Signed into law by Governor Greg Abbott on June 22, 2025, and effective Jan. 1, 2026, the statute establishes a foundational framework for how AI systems may be developed, deployed and used within the state. While the bill initially mirrored broader regulatory models like the EU AI Act, its final version reflects a more targeted approach, focusing heavily on governmental use of AI and certain high-risk private-sector practices. (H.B. 149 Full Text). To note, this article will focus mostly on requirements imposed on businesses, as opposed to governmental entities.
Who Is Covered
TRAIGA applies to any person or entity conducting business in Texas or offering AI products or services to Texas residents. This includes developers, deployers and distributors of AI systems. However, small businesses — defined consistent with the U.S. Small Business Administration’s thresholds — are exempt.
Key Prohibitions and Restrictions
The Act sets forth explicit prohibitions on certain uses of AI, particularly those considered to pose unacceptable risks, much like the EU AI Act. These include systems designed to manipulate individuals through subliminal techniques, incite violence or criminal activity, or intentionally discriminate based on race, religion, disability or other protected categories. It also bans the development and use of AI systems to produce or disseminate non-consensual sexually explicit deepfakes.

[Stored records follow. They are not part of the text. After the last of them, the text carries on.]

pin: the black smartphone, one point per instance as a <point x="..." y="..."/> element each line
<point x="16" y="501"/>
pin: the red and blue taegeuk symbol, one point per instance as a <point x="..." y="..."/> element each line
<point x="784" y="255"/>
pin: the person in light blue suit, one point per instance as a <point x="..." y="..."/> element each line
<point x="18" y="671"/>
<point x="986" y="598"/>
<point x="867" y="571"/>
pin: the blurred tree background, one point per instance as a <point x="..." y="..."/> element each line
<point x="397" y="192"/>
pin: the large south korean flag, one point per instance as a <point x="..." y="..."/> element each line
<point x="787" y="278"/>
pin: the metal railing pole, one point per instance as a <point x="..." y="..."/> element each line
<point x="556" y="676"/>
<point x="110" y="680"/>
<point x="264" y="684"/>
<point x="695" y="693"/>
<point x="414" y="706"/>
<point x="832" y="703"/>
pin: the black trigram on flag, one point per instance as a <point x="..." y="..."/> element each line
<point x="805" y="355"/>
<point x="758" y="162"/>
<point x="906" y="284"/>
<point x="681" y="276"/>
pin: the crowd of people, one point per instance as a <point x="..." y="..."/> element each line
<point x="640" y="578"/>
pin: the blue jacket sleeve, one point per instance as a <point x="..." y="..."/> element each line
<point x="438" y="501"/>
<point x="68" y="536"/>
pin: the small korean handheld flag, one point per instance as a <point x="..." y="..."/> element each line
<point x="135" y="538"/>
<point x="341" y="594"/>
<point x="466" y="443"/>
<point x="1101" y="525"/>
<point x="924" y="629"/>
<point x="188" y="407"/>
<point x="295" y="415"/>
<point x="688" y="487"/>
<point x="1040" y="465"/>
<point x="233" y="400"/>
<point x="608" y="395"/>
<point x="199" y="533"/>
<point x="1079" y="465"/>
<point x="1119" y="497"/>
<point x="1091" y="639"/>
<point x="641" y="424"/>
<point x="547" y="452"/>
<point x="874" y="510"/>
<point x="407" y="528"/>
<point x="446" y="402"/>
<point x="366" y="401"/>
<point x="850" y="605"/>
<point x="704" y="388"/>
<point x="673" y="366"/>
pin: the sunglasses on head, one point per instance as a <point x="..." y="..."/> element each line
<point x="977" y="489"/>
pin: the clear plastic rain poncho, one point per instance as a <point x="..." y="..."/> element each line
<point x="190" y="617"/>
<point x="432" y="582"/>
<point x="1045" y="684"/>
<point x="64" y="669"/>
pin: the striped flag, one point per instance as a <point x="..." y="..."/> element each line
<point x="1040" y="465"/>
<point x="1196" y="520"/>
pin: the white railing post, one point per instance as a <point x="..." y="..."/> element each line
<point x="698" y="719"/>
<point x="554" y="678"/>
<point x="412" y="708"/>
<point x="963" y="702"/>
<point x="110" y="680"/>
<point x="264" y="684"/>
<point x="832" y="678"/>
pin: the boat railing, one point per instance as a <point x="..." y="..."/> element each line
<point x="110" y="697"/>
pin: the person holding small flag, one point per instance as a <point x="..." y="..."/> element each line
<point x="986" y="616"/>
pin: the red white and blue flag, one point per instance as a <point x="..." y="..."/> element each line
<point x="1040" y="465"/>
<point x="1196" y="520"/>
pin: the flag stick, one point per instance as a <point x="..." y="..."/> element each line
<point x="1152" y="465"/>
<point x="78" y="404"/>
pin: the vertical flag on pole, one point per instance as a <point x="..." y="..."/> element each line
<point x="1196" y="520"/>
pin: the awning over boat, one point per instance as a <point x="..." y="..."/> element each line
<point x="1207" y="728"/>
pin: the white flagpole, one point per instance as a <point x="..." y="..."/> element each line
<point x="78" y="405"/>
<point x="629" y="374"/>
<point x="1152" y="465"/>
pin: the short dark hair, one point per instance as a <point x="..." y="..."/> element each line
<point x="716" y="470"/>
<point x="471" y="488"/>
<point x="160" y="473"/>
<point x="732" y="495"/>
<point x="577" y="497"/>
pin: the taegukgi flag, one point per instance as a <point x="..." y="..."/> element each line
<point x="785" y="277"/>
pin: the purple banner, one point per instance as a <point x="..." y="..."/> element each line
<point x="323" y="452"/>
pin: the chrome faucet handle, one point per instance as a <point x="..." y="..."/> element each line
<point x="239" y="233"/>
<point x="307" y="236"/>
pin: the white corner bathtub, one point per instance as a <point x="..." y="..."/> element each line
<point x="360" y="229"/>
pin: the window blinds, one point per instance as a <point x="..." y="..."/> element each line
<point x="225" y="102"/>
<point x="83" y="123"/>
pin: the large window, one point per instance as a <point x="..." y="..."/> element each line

Unlike the EU AI Act, and earlier versions of TRAIGA, the law as signed does not cover “high-risk” AI systems – commonly understood to be use cases that deal with confidential data or certain types of decision making, like healthcare, employment and financial determinations.
Safe Harbors
TRAIGA does provide certain safe harbors for actions that would otherwise be considered violations, including if the violation is discovered through testing or good faith audits, or if the company substantially complies with NIST’s AI Risk Management Framework or other similar and recognized standards.
Enforcement and Penalties
TRAIGA vests exclusive enforcement authority with the Texas Attorney General. In some contexts, enforcement may also be handled by state licensing agencies. Before any penalties can be imposed, alleged violators must be given a 60-day notice and an opportunity to cure the issue. Depending on the type of violation, the fines range from $10,000 to $200,000 per violation. Notably, the statute does not provide for a private right of action, meaning that consumers or other third parties cannot sue for violations.
Regulatory Sandbox and Advisory Council
In a nod to innovation, the law establishes a regulatory sandbox managed by the Texas Department of Information Resources. This allows companies or agencies to test new AI technologies under controlled conditions for up to three years, provided they meet eligibility and compliance criteria. TRAIGA also creates an Artificial Intelligence Advisory Council tasked with studying AI-related risks, supporting training and issuing formal opinions to help guide public-sector compliance.
A Calibrated Path Forward
TRAIGA’s legislative path reflects a deliberate scaling back of broad regulatory ambitions in favor of a more pragmatic framework focused on state agencies and the most egregious private-sector risks. Earlier drafts had included expansive obligations for all AI developers and deployers, ranging from consumer notices to liability for disparate impacts. These provisions were ultimately removed or narrowed, likely to ease compliance burdens and avoid overregulation.
In its final form, TRAIGA balances public protection with innovation-friendly policies. It curtails specific high-risk uses, particularly in the public sector, while signaling that broader private-sector regulation may be forthcoming. For now, the law establishes Texas as a leader among U.S. states in AI governance, especially in setting standards for ethical deployment by government actors.
As the January 2026 effective date approaches, legal and compliance teams — especially those supporting state agencies or vendors to the public sector — should begin reviewing AI deployments, updating disclosures and preparing documentation protocols. Meanwhile, all developers and deployers operating in Texas should monitor how TRAIGA is implemented in practice and anticipate additional rulemaking from the Department of Information Resources and advisory input from the newly created Council. Whether this state-level law will preempt or influence future federal legislation remains an open question — but for now, Texas has taken a firm step forward in defining responsible AI governance.